Ministère de la Santé: 6,5 millions de Marocains souffrent de troubles de santé mentale

Le ministre de la Santé et de la Protection sociale, Amine Tahraoui, a présidé ce jeudi matin à Rabat la cérémonie de lancement officiel du Plan national de santé mentale 2030, qui constitue un cadre de référence national visant à promouvoir la santé mentale, prévenir les troubles psychiques, améliorer l’accès aux soins et la qualité de la prise en charge, ainsi qu’à renforcer la réhabilitation et la réinsertion sociale.
Le lancement de ce plan intervient dans un contexte marqué par d’importants défis en matière de santé mentale. Quelque 6,5 millions de Marocains souffrent de troubles de santé mentale, dont deux millions d’enfants et de jeunes, tandis que 85 % d’entre eux ne bénéficient pas des soins dont ils ont besoin.
Ce plan traduit une nouvelle approche, plus globale et intégrée, de la santé mentale. Celle-ci repose sur le renforcement de la prévention et du dépistage précoce, parallèlement aux soins et à l’accompagnement continu tout au long du parcours de prise en charge, avec une attention particulière accordée aux enfants, aux jeunes et aux personnes en situation de vulnérabilité.
Le plan prévoit également de rapprocher les services de santé mentale des citoyennes et des citoyens, en renforçant le rôle des structures de soins de santé primaires et des structures intermédiaires, tout en améliorant leur intégration et leur coordination avec les établissements hospitaliers et les services spécialisés. Il prévoit également une organisation territoriale davantage adaptée aux besoins des populations.

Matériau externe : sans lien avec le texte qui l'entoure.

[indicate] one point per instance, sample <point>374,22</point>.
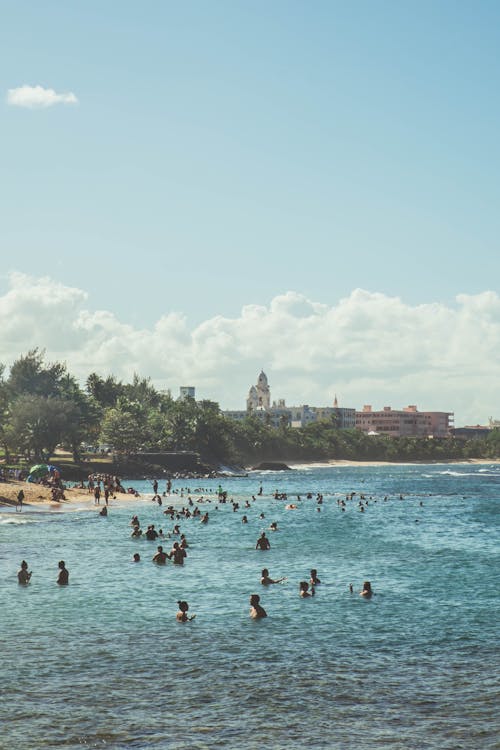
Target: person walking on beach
<point>23,575</point>
<point>63,577</point>
<point>263,542</point>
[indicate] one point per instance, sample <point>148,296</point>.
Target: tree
<point>38,424</point>
<point>124,427</point>
<point>28,374</point>
<point>105,391</point>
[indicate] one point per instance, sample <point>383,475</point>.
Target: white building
<point>259,405</point>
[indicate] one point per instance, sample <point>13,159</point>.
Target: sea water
<point>102,663</point>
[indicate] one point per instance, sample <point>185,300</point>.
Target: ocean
<point>103,663</point>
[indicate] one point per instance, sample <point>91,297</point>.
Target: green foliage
<point>43,406</point>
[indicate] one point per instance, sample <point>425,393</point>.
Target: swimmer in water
<point>266,581</point>
<point>63,577</point>
<point>23,576</point>
<point>314,580</point>
<point>181,615</point>
<point>366,590</point>
<point>263,542</point>
<point>304,590</point>
<point>160,557</point>
<point>256,611</point>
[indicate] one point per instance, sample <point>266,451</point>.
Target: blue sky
<point>222,154</point>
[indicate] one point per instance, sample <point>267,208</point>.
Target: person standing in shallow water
<point>63,577</point>
<point>366,591</point>
<point>182,615</point>
<point>256,610</point>
<point>23,576</point>
<point>263,543</point>
<point>266,580</point>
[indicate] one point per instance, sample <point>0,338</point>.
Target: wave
<point>16,521</point>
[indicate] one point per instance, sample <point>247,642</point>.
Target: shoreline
<point>416,462</point>
<point>40,496</point>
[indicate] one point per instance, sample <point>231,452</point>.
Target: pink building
<point>407,422</point>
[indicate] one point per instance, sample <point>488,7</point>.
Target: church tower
<point>259,395</point>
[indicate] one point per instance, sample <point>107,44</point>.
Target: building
<point>407,422</point>
<point>259,395</point>
<point>277,414</point>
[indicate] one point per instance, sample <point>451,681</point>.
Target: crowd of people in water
<point>177,553</point>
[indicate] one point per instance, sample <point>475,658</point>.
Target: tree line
<point>42,406</point>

À l’horizon 2030, le plan ambitionne d’augmenter significativement les capacités d’accueil des services de santé mentale. Le nombre de lits devrait ainsi passer de 2.466 à environ 4.728, tandis que le nombre d’hôpitaux psychiatriques passerait de 10 à 17 et celui des structures intermédiaires de 4 à 24. L’objectif est ainsi de garantir une offre de services de santé mentale dans l’ensemble des régions du Royaume.
Le plan accorde par ailleurs une attention particulière au renforcement des ressources humaines. Le nombre de psychologues dans le secteur public devrait passer de 32 à 786, tandis que la capacité annuelle de formation des médecins spécialistes en psychiatrie sera portée de 36 à 124. Celle des infirmiers spécialisés en santé mentale passera, quant à elle, de 490 à 750 par an. Le ministère prévoit également de mettre en place un cadre juridique régissant la profession de psychologue.

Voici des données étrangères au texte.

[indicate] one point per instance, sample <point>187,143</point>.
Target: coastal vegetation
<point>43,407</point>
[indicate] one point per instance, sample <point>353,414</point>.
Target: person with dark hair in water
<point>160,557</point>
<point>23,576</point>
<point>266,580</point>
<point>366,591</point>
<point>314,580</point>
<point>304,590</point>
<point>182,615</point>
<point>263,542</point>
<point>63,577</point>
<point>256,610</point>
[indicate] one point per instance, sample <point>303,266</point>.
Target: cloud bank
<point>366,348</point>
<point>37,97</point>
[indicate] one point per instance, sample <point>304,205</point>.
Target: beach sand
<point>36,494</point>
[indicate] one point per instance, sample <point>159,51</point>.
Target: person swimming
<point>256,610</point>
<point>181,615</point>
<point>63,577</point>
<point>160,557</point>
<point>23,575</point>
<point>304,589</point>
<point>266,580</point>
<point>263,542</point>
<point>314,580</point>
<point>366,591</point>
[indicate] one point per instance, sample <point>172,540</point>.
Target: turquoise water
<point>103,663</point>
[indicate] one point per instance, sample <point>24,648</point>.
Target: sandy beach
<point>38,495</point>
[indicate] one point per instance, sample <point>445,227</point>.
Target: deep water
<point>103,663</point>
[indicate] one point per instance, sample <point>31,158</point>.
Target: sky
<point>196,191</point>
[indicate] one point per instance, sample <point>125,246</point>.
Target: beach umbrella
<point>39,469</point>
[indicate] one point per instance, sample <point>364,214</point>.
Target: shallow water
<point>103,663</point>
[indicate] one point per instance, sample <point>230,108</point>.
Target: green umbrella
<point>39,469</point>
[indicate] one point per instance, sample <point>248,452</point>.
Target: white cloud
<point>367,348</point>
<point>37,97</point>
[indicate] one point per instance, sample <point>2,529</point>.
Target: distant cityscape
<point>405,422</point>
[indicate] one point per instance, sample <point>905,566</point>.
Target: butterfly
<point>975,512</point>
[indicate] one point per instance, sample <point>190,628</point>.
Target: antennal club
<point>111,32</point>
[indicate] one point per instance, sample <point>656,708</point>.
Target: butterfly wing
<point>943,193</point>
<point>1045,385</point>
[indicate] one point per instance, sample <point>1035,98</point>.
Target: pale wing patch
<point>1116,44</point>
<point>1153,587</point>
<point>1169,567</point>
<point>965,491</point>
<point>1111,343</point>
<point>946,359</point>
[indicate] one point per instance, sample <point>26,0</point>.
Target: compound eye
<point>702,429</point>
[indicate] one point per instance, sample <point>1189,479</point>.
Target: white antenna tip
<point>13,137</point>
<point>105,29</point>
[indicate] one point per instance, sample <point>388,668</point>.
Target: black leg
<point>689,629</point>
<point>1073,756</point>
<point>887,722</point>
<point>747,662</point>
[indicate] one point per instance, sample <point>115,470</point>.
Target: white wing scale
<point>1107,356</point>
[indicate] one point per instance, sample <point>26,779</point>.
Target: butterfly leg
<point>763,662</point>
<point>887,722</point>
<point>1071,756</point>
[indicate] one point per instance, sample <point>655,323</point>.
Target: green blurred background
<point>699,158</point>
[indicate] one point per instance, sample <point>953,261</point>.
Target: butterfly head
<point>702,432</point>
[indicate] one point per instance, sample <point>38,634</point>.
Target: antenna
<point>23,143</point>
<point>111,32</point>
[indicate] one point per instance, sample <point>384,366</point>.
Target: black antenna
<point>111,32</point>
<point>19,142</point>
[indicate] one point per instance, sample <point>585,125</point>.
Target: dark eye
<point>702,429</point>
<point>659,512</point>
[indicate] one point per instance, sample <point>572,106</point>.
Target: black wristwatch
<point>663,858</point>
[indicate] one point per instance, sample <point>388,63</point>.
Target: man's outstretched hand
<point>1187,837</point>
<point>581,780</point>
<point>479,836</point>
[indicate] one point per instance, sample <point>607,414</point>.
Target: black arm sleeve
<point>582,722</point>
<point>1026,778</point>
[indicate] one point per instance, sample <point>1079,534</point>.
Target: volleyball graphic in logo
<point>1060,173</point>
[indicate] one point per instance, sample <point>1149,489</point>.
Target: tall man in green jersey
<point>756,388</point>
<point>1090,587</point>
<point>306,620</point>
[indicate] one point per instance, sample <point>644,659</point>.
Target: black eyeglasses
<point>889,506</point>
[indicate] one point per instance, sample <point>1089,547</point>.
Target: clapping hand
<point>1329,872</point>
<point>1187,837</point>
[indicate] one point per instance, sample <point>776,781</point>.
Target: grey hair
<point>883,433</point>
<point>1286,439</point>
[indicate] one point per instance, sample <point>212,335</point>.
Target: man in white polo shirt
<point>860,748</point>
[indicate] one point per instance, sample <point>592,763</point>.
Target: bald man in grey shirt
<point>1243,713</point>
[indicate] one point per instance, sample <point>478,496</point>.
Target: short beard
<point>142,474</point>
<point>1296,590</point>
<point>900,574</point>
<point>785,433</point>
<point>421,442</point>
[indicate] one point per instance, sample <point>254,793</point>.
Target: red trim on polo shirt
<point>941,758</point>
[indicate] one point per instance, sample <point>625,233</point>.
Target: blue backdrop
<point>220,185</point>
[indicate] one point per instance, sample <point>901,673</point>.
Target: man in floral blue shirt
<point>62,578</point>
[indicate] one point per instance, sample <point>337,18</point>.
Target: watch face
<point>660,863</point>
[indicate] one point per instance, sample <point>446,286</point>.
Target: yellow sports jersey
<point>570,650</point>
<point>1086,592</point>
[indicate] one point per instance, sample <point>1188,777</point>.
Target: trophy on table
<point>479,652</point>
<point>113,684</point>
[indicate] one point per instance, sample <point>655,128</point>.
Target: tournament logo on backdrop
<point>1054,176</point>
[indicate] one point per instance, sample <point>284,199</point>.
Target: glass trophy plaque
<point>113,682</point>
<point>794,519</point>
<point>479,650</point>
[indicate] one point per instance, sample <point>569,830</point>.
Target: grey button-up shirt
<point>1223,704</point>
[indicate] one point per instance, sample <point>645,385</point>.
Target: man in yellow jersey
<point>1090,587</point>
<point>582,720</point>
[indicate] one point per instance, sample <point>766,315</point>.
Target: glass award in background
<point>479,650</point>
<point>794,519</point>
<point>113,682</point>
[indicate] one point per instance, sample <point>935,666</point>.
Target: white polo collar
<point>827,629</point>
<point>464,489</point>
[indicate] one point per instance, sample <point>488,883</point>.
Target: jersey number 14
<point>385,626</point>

La mise en œuvre du Plan national de santé mentale 2030 bénéficiera d’un financement de près de 4 milliards de dirhams afin d’accompagner le déploiement des différentes mesures et actions programmées.
Élaboré par le ministère de la Santé et de la Protection sociale selon une approche participative, le Plan national de santé mentale 2030 a mobilisé 13 départements gouvernementaux ainsi que les différents acteurs concernés, avec l’appui de l’Organisation mondiale de la santé (OMS).
Le plan repose sur trois axes stratégiques et quatre conditions-cadres, regroupant au total 86 actions et mesures destinées à améliorer l’accès aux services de santé mentale, à renforcer la continuité de la prise en charge et à améliorer la qualité des services proposés.
À cette occasion, le ministre de la Santé et de la Protection sociale a souligné que le lancement du Plan national de santé mentale 2030 constitue une étape importante dans la poursuite de la réforme du système national de santé, conformément aux Hautes Orientations Royales de Sa Majesté le Roi Mohammed VI, que Dieu L’assiste, qui placent la préservation de la dignité, la garantie de l’équité et l’amélioration de la qualité des services de santé parmi les priorités fondamentales.
« Ce plan vise à répondre à une réalité qui nous impose de renforcer nos efforts dans le domaine de la santé mentale. Quelque 6,5 millions de Marocains souffrent de troubles de santé mentale et la grande majorité d’entre eux reste encore en dehors du système de soins. À travers ce plan, nous œuvrons à intervenir plus tôt, à renforcer les capacités d’accueil et les ressources humaines et à améliorer l’accompagnement des personnes à toutes les étapes de leur prise en charge, afin d’élargir l’accès aux services de santé mentale et de les rendre accessibles à tous à l’horizon 2030 », a déclaré Amine Tahraoui.
À travers le Plan national de santé mentale 2030, le ministère de la Santé et de la Protection sociale réaffirme ainsi son engagement à faire de la santé mentale une composante essentielle et pleinement intégrée du système national de santé, tout en développant une réponse plus proche, plus humaine et mieux adaptée aux besoins des citoyennes et des citoyens.